McKinsey suggest (see Why you need a digital data architecture to build a sustainable digital business) that organizations focused on digital business should put data and analytics at the center of their digital business. Oh yes, indeed. Good to see that we all agree. The title of my presentation shared at Gartner IT/Symposium this last few months was, “Putting Data and Analytics at the Heart of your Digital Business Platform”. Of course I can’t share the presentation here since it is for our clients, but I can say for sure that it goes beyond what McKinsey are saying. For example, the deck itself sits at the apex of an entire team of 40+ focused just on data and analytics, and then 100’s more who embed data and analytics into their various business process and industry specific research.
I will offer this though:
- We might be talking about data and analytics too much
- What is the difference between a road map and an atlas?
The first point suggests that the phrase, “Data-driven” sounds too techy. It sounds too much like classic IT. I for one don’t want to be data-driven. I want to be customer-driven or market-driven. Data is to be exploited, not looked upon as a master. We all know what we mean when someone says. “data driven” but I think our use of “data and analytics” is overblown.
Another example concerns AI. The hype in the market is at very high levels. Yet AI is not to be scared off – and more importantly what “is” AI is just broad and complex. Little bits of code that operate as suggestion engines are forms of AI. But there are of course many more examples of AI. The hype however tends to lead to organizations focusing on the wrong things.

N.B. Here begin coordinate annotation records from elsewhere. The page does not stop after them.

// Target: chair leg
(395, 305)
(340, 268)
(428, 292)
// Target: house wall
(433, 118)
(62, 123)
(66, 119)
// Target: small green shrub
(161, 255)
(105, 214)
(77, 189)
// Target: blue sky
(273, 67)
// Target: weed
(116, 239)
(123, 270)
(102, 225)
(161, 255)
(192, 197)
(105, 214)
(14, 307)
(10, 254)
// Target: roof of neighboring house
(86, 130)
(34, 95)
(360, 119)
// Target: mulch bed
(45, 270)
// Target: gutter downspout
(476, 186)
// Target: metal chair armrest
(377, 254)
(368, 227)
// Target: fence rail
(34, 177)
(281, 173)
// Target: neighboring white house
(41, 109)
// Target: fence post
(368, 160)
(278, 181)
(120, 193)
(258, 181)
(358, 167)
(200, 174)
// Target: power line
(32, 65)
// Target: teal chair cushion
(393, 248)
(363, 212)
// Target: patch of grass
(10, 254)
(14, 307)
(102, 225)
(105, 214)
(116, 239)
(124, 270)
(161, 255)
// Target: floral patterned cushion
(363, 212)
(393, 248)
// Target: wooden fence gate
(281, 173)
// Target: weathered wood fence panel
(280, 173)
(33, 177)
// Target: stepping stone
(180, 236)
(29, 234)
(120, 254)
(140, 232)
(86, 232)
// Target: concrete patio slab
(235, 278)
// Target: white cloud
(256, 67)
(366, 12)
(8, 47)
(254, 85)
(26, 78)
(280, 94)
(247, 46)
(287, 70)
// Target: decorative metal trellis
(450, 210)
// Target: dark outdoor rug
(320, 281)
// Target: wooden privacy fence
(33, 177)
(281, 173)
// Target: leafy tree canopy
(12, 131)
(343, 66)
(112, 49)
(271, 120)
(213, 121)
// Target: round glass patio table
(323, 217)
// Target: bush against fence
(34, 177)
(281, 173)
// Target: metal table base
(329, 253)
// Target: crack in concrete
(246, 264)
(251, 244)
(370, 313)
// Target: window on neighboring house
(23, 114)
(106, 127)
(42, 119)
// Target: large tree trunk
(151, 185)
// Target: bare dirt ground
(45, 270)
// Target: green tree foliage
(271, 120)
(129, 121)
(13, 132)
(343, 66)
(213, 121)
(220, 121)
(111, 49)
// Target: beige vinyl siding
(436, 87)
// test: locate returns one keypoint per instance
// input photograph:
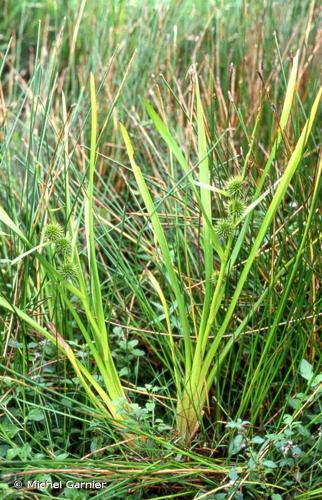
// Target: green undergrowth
(160, 249)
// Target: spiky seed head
(68, 271)
(235, 208)
(64, 247)
(235, 186)
(54, 232)
(224, 229)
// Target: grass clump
(163, 337)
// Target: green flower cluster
(55, 234)
(235, 208)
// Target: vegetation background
(260, 435)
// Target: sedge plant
(65, 273)
(196, 362)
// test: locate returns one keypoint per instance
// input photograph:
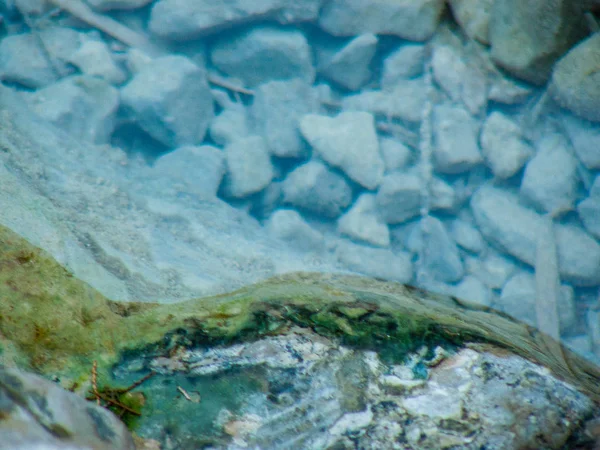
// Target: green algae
(56, 325)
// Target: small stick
(119, 404)
(94, 382)
(109, 26)
(185, 394)
(138, 382)
(214, 79)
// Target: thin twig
(185, 394)
(137, 383)
(119, 404)
(222, 82)
(109, 26)
(94, 382)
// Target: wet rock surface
(300, 360)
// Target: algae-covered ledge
(56, 325)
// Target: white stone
(315, 188)
(406, 62)
(455, 140)
(395, 154)
(362, 223)
(550, 180)
(350, 67)
(288, 225)
(348, 141)
(502, 145)
(249, 167)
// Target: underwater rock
(527, 38)
(264, 53)
(37, 413)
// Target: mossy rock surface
(56, 325)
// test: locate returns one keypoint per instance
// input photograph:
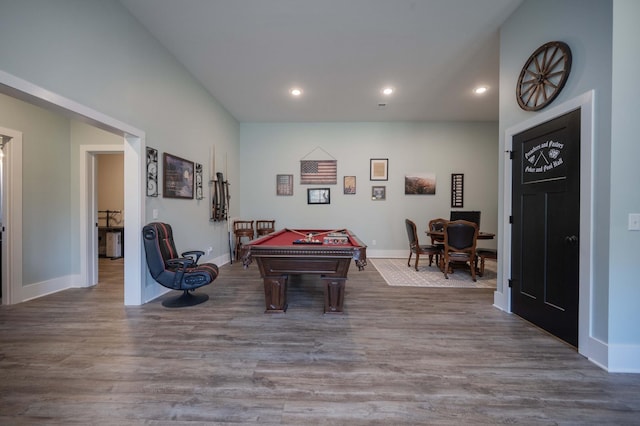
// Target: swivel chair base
(187, 298)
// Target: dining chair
(460, 238)
(482, 254)
(415, 247)
(437, 225)
(469, 215)
(242, 229)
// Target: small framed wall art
(379, 169)
(378, 193)
(318, 196)
(177, 177)
(152, 172)
(284, 184)
(349, 183)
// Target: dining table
(439, 235)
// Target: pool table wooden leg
(333, 294)
(275, 294)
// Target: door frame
(89, 214)
(134, 158)
(12, 217)
(587, 344)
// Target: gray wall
(95, 53)
(624, 273)
(603, 38)
(440, 148)
(46, 199)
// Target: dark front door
(546, 225)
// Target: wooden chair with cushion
(460, 238)
(415, 247)
(264, 227)
(483, 254)
(242, 229)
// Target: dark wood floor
(398, 355)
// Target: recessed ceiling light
(387, 91)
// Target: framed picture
(178, 177)
(379, 169)
(349, 183)
(420, 184)
(152, 172)
(378, 193)
(284, 184)
(318, 196)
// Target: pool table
(286, 252)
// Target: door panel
(546, 224)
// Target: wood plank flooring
(398, 356)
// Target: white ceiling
(249, 53)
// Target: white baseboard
(43, 288)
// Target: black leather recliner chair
(173, 271)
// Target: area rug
(396, 273)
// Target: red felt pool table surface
(293, 237)
(278, 256)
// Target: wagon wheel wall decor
(543, 76)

For example, just knowing the train is late (via a nice cute colorful dashboard) is great; but unless you have the ability to execute different, all the money in the world on the best analytics will be moot.
The second point is a favorite one of mine currently. Everyone wants a road map. Every client (well, many) wants a silver bullet. Everyone wants the answer as to ‘what to do next’. But to draw a road map one assumes one has all the options, the possible routes and paths available. Else it’s not a choice. So to offer choice we need an atlas. For me, the atlas is more useful right now. What is the overall atlas for digital business, as evidenced by latest thinking in data and analytics? With that in mind, I might be in a better spot to determine the actual road map for an organization, given what it did last, what its capabilities are, what its level of maturity is at, and what its goals are. So road maps for me are not possible, or optimized, until an effective atlas is known. I presented on one of these at a recent Gartner CIO Summit.
Even the atlas will change from time to time. For example, we are working right now on reviewing how things like master data management, application data management, information governance, information stewardship, data hubs, and data quality are all overlapping. This suggests a new atlas is forming and once that is clear, all new road maps will need to be update. Looks like an exciting Q1 2018 and some fun Data and Analytics Summits!